30. Mefloquine Dispatches: The Sandline Affair, 21st March 1997
by Shane Granger
On the 25th Anniversary of the Sandline Affair I thought it might be worthwhile to publish a couple of items I came across during my mefloquine research. The first is an article originally published on the 21st March 1997 by the Sydney Morning Herald. From the Archives: Gunpoint in PNG; mercenaries evacuated. Excerpt:
The Federal Government placed a crack Army battalion on heightened alert in a contingency plan to evacuate 12,000 Australian citizens from Papua New Guinea as rebel troops bundled the remaining mercenaries out of the country.
Late last night, 55 mercenaries were put on a chartered Air Niugini jet to Hong Kong.
The confrontation between PNG’s rebellious defence force and the Prime Minister, Sir Julius Chan, over his aborted plan to use the mercenaries in the Bougainville conflict moved towards a showdown yesterday.
The sacked military commander, Brigadier-General Jerry Singirok, who still holds the loyalty of most of PNG’s 4,700 troops, rejected the compromise plan by Sir Julius to hold an inquiry into the mercenaries plan, claiming it would be rigged.

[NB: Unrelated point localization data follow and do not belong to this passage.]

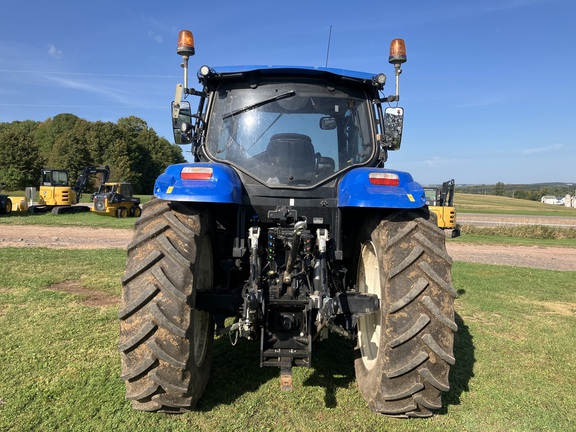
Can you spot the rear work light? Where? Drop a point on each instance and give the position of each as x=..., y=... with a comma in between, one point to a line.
x=196, y=173
x=384, y=179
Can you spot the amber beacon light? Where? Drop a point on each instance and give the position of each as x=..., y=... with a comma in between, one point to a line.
x=185, y=43
x=397, y=52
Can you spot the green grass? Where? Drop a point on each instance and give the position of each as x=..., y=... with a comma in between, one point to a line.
x=87, y=219
x=61, y=371
x=522, y=235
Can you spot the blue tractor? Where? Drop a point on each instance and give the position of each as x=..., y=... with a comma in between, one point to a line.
x=285, y=229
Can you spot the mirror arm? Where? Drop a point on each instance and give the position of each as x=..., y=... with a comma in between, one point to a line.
x=391, y=98
x=194, y=92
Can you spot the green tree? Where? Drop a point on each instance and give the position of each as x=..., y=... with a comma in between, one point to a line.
x=19, y=161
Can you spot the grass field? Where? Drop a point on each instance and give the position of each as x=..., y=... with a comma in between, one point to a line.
x=61, y=370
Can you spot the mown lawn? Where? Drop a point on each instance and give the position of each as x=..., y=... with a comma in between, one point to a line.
x=60, y=369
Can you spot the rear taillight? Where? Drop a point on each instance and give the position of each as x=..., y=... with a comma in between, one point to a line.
x=384, y=179
x=196, y=173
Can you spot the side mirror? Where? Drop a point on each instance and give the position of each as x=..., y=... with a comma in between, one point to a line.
x=393, y=123
x=182, y=122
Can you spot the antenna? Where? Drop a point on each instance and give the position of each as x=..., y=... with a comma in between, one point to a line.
x=328, y=50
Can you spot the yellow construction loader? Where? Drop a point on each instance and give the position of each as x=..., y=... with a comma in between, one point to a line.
x=440, y=201
x=115, y=199
x=57, y=196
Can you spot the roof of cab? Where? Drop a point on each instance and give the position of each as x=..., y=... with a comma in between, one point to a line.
x=224, y=72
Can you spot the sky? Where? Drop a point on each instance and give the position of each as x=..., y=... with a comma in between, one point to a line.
x=488, y=88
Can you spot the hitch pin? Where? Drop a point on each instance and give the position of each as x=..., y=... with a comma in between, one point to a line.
x=299, y=228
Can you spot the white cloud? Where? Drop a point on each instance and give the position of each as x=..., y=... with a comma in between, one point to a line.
x=55, y=52
x=547, y=149
x=109, y=93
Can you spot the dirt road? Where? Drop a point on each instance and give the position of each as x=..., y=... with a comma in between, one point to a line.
x=94, y=238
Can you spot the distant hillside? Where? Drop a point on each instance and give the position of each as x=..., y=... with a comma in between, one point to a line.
x=533, y=192
x=480, y=203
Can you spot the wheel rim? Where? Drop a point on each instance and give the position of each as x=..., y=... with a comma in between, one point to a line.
x=202, y=319
x=369, y=325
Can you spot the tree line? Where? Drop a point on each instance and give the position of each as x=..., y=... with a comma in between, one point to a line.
x=134, y=152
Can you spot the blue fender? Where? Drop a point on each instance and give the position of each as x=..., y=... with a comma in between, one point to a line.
x=380, y=188
x=199, y=182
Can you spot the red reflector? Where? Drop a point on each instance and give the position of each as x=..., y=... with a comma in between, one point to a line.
x=196, y=173
x=384, y=179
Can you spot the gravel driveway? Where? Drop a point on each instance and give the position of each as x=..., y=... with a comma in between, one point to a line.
x=552, y=258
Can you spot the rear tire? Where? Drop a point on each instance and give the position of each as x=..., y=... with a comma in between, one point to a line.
x=405, y=350
x=166, y=344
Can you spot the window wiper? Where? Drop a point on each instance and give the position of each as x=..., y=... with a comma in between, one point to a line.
x=259, y=104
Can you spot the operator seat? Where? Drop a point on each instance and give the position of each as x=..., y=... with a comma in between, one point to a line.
x=292, y=157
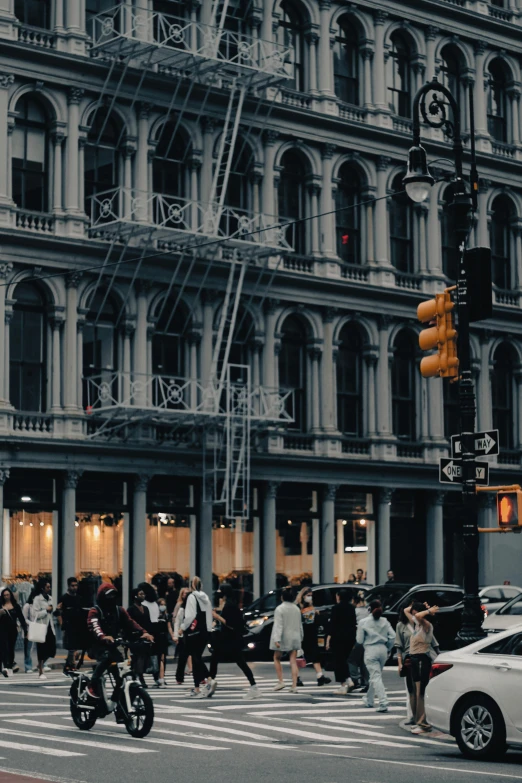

Australian troops have been on alert for the past two days and are ready to move if the crisis worsens. Troops at the First Royal Australian Regiment in Townsville have packed stores, and Hercules transport aircraft at the RAAF base at Richmond have been readied.
It is understood the main purpose of the alert is to have troops ready to assist Australians in PNG if law and order collapses. The Department of Foreign Affairs and Trade has warned Australians to stay away from PNG’s capital if possible.
The second link is a 20-minute documentary via the ABC and journeyman.tv shot in March 1997 from the ground in PNG with some extraordinary footage. To view: The 10 Days That Shook Papua New Guinea.
This report offers a dramatic overview of the events which triggered Papua New Guinea’s 1997 constitutional crisis. Jerry Singirok, the commander of Papua New Guinea’s Defence Force, was sacked for calling the government out for corruption and for spending over $40m on mercerises for the war in Bougainville. Troops loyal to Singirok revolted and seized control of the main military barracks in the country, creating a huge rift between the government and the army. Meanwhile, protests erupted in the country’s capital Port Moresby, with civilians demanding Prime Minister Julius Chan’s resignation. After MPs voted to keep Chan as Prime Minister, the army joined the protesters in storming the parliament building. Eventually Chan back down and resigned. Filming the chaos first hand, and following a pilot in the military, ABC Australia captures the turmoil that changed the fate of Papua New Guinea, and asks whether Singirok and the army’s actions defended or damaged democracy in the country.